How a Russia vs. NATO war would really go down

Russia could 'steamroll' NATO in the Baltic? Not so fast.

Last week saw a flurry of news reports that Putin's Russia could "steamroll" NATO forces in just five days, winning a quick victory in the Baltics that would drag Estonia, Latvia, Lithuania — and perhaps even Poland — kicking and screaming behind a new Iron Curtain.

Is it really possible that Russia, a shadow of the former Soviet Union, could accomplish this? As always, the truth is more complicated.

Michael Carpenter, deputy assistant secretary of defense for Russia, Ukraine, and Eurasia, told Congress he agreed with a think tank study that concluded NATO could not currently defend the Baltic States against a lightning Russian military campaign. The report says the three tiny countries, which collectively muster 11 battalions of mostly lightly armed troops, are no match for the 46 battalions of tanks, mechanized infantry, paratroops, marines, artillery, surface-to-surface missile, and attack helicopters Russia has stationed in the region.

Traditionally, in order to have a reasonable chance at victory, attacking military forces require a three to one numerical superiority ratio. The current ratio in the Baltics is more than four to one — and are mostly heavier tank and mechanized forces, with greater firepower and tactical mobility.

The rest of NATO could quickly surge eight more battalions — seven of which are American — to the defense of the Baltics, but most of those forces, although well trained, are lightly armed. NATO has further plans to deploy another four tank and mechanized battalions in the Baltics, bringing the ratio to a less risky but still dicey two to one. Four countries have promised troops.

Russia would have a lot of advantages in a war against NATO. The war would take place right on Moscow's doorstep, where it can marshal forces from across the country for an attack. Russia's supply lines would remain relatively short — 150 miles from the border at the most — which is good because logistics are not her strong suit. And Russia would have the element of surprise.

But there are also disadvantages, and they are big ones.

For decades, Russia lived off the inherited largesse of the former Soviet military. Most Soviet military units were based on Russian soil, and when the socialist regime went away in 1991, Soviet units became Russian ones, with the same personnel and the same equipment.

That's just as well, because Russia then fell into two decades of economic stagnation. Heavy, expensive equipment wasted away. Military units lived on starvation budgets, and even just three years ago Russian forces in the Far East were reportedly living in poor conditions and being fed rotten food — or even dog food.

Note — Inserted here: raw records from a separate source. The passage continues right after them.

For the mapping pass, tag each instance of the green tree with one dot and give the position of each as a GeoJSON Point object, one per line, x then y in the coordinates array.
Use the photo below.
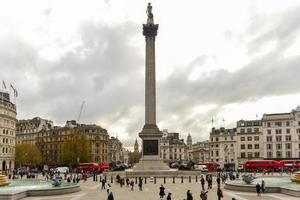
{"type": "Point", "coordinates": [76, 148]}
{"type": "Point", "coordinates": [28, 154]}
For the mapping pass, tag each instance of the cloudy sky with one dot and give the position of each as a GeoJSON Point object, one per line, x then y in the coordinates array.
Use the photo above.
{"type": "Point", "coordinates": [214, 59]}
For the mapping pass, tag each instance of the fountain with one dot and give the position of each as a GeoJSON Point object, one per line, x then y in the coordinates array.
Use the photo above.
{"type": "Point", "coordinates": [3, 181]}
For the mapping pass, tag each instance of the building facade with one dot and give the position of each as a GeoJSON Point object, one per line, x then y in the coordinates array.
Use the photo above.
{"type": "Point", "coordinates": [115, 150]}
{"type": "Point", "coordinates": [281, 135]}
{"type": "Point", "coordinates": [172, 148]}
{"type": "Point", "coordinates": [26, 130]}
{"type": "Point", "coordinates": [249, 137]}
{"type": "Point", "coordinates": [223, 147]}
{"type": "Point", "coordinates": [50, 142]}
{"type": "Point", "coordinates": [7, 132]}
{"type": "Point", "coordinates": [200, 152]}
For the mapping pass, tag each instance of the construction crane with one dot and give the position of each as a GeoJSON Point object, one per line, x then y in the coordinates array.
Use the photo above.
{"type": "Point", "coordinates": [81, 108]}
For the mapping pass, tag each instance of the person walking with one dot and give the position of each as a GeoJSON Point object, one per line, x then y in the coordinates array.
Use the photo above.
{"type": "Point", "coordinates": [203, 195]}
{"type": "Point", "coordinates": [131, 184]}
{"type": "Point", "coordinates": [103, 184]}
{"type": "Point", "coordinates": [202, 182]}
{"type": "Point", "coordinates": [110, 196]}
{"type": "Point", "coordinates": [140, 183]}
{"type": "Point", "coordinates": [258, 188]}
{"type": "Point", "coordinates": [169, 196]}
{"type": "Point", "coordinates": [189, 195]}
{"type": "Point", "coordinates": [161, 191]}
{"type": "Point", "coordinates": [219, 193]}
{"type": "Point", "coordinates": [263, 186]}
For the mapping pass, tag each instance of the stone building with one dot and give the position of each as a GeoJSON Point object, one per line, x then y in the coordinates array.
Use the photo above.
{"type": "Point", "coordinates": [223, 147]}
{"type": "Point", "coordinates": [249, 138]}
{"type": "Point", "coordinates": [50, 142]}
{"type": "Point", "coordinates": [27, 130]}
{"type": "Point", "coordinates": [281, 135]}
{"type": "Point", "coordinates": [7, 132]}
{"type": "Point", "coordinates": [189, 141]}
{"type": "Point", "coordinates": [172, 148]}
{"type": "Point", "coordinates": [200, 152]}
{"type": "Point", "coordinates": [115, 150]}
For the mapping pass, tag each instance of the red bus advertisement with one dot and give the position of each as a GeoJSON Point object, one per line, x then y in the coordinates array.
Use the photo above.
{"type": "Point", "coordinates": [262, 165]}
{"type": "Point", "coordinates": [87, 167]}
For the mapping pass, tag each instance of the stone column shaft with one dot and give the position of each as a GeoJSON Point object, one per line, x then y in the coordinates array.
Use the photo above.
{"type": "Point", "coordinates": [150, 94]}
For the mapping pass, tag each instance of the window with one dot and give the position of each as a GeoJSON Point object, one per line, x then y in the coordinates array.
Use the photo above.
{"type": "Point", "coordinates": [270, 154]}
{"type": "Point", "coordinates": [269, 138]}
{"type": "Point", "coordinates": [278, 138]}
{"type": "Point", "coordinates": [278, 154]}
{"type": "Point", "coordinates": [250, 155]}
{"type": "Point", "coordinates": [269, 146]}
{"type": "Point", "coordinates": [278, 146]}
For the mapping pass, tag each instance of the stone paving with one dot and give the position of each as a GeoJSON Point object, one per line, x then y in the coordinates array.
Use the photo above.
{"type": "Point", "coordinates": [92, 190]}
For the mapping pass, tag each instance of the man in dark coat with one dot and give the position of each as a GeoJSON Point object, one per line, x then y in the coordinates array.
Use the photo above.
{"type": "Point", "coordinates": [110, 196]}
{"type": "Point", "coordinates": [161, 191]}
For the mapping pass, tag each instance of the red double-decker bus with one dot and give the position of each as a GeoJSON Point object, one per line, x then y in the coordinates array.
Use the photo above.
{"type": "Point", "coordinates": [211, 166]}
{"type": "Point", "coordinates": [262, 165]}
{"type": "Point", "coordinates": [87, 167]}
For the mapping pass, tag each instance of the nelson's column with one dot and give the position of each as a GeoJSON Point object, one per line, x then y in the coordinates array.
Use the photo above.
{"type": "Point", "coordinates": [150, 134]}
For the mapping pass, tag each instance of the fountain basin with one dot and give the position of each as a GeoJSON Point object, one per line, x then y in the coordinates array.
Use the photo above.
{"type": "Point", "coordinates": [23, 188]}
{"type": "Point", "coordinates": [274, 184]}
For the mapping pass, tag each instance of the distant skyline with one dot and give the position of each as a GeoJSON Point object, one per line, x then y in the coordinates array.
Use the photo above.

In 2014, with the Russian economy finally back on track, Russia embarked on an ambitious plan to update its armed forces. The size of the armed forces was to be cut from 1.2 million to a more reasonable one million, a professional non-commissioned officer corps would be created, and pay and conditions would improve to attract higher quality recruits.

The Russian military would also receive modern equipment to replace aged-out Soviet hand-me-downs. Russia launched an ambitious program to go from 10 percent modern military equipment to 70 percent modern equipment by 2020, at a cost of $720 billion.

That program was never realized. Just two years later, plummeting oil prices and sanctions imposed by the West after the annexation of the Crimea has once again sent the Russian economy — and defense budget — into a tailspin. New combat equipment such as the T-14 Armata tank and PAK-FA stealth fighter have had their purchase numbers cut to token amounts. The old equipment is going to have to soldier on.

Russian forces are also, generally speaking, not as well trained as NATO forces. Russian forces performed badly in Chechnya, relying on firepower to grind the enemy into dust. In its 2008 war with Georgia, Russian ground forces moved painfully slowly. While the mountainous terrain didn't help, Russian lack of training, preparation, and modern equipment was a major factor. Most NATO countries could have done a better job.

More recently, Russia's war in the Crimea was lauded as a new type of "hybrid warfare" involving protesters, paramilitary forces, and the Russian military itself, but the truth was Moscow couldn't afford to invade the Ukraine the conventional way, so they had to improvise. There's another term for hybrid warfare — war on the cheap.

The real danger in any NATO-Russia war isn't that NATO would lose: With immense reserves of air, land and sea power safely outside the combat theater, NATO would eventually win. NATO might even start winning even sooner than anyone would expect, if the Russians bungle what would necessarily be a difficult and complex campaign. The danger is that Russia, losing badly to a NATO counterattack right on its borders, could run out conventional forces and use tactical nuclear weapons. And that could very well escalate to full-scale nuclear war.

NATO needs to prevent a conflict with Russia, but it needs to do so out of strength, not weakness. If Russia understands that NATO is united in the defense of the Baltics, it will understand there will be nothing to gain in attacking. And then NATO wins.